In all conditions, we obtained a classification accuracy strongly above chance, and often above .9. The highest accuracy overall was achieved in the “within subject” scheme (Fig. 1A), where TimeFeats scored on average .971 in EC/EO and .943 in BSL/VS. A repeated-measures ANOVA showed a significant effect of feature set (F(2, 56) = 58.565, p < .001, η2 = .209) and a significant interaction between feature set and classification type (F(2, 56) = 43.013, p < .001, η2 = .597). Nonetheless, when evaluating the difference between the two top set of features (FreqBands and TimeFeats), the difference did not reach significance (EC/EO: t(28) = -.212, p = .905, d = -.010; BLS/VS: t(28) = -1.555, p = .157, d = -.16), likely because of the ceiling effect in accuracy in this partition scheme.

The “between subject” scheme (Fig. 1B) yielded expectedly lower accuracy, although still strongly higher than chance, offering a proof of concept that all the features examined here generalize also to different subjects. Also here, the top accuracy is reached from TimeFeats (EC/EO = .783; BSL/VS = .948) and a repeated-measures ANOVA disclosed a significant effect of feature set via (F_{(2, 56)} = 54.535, p < .001, η² = .04) as well as an effect of the classification type (F_{(2, 28)} = 31.715, p < .001, η² = .332). This last result is of interest, suggesting that overall the features generalize better between participants during a task, rather than during resting state.

The second best feature set in this case is fullFFT (EC/EO = .756; BSL/VS = .931). This set is likely favored over FreqBands due to the higher number of features, which the classifier can leverage better given the great number of observations coming from concatenating multiple subjects together, an advantage absent in the “within subject” classification scheme. The pairwise comparison of accuracy between fullFFT and TimeFeats still favored the latter (EC/EO: t₍₂₈₎ = -3.187, p = .004, d = .292; BLS/VS: t₍₂₈₎ = -2.912, p = .007, d = .171).

The last partition scheme “across subjects” consolidates the advantage of TimeFeats over the other two models, in particular against FullFFT as the second highest performer. Compared to the latter in fact, TimeFeats yields a significantly higher accuracy in both EC/EO (t(9) = -12.018, p < .001, d = 3.531) and BSL/VS (t(9) = -7.782, p < .001, d = 1.471).
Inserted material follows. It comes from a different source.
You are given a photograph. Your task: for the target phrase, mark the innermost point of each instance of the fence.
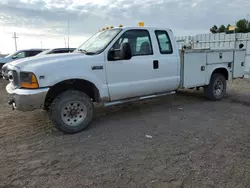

Our analysis compared features grouped in sets, showing that the novel features computed in the time domain perform better than the ones based on spectral power in canonical frequency bands. Nonetheless, each of these sets pools together a great variety of features, whose specific contribution in the discrimination between brain states is yet to be unveiled.

For this reason, we further evaluated how every single feature, in every frequency band, is informative for discriminating between all the four states (EC/EO/BSL/VS) together (Fig. 2). This was achieved by computing classification accuracy for the four different states through a multiclass SVM. To reduce computation time, classification accuracy was computed uniquely “across subjects”.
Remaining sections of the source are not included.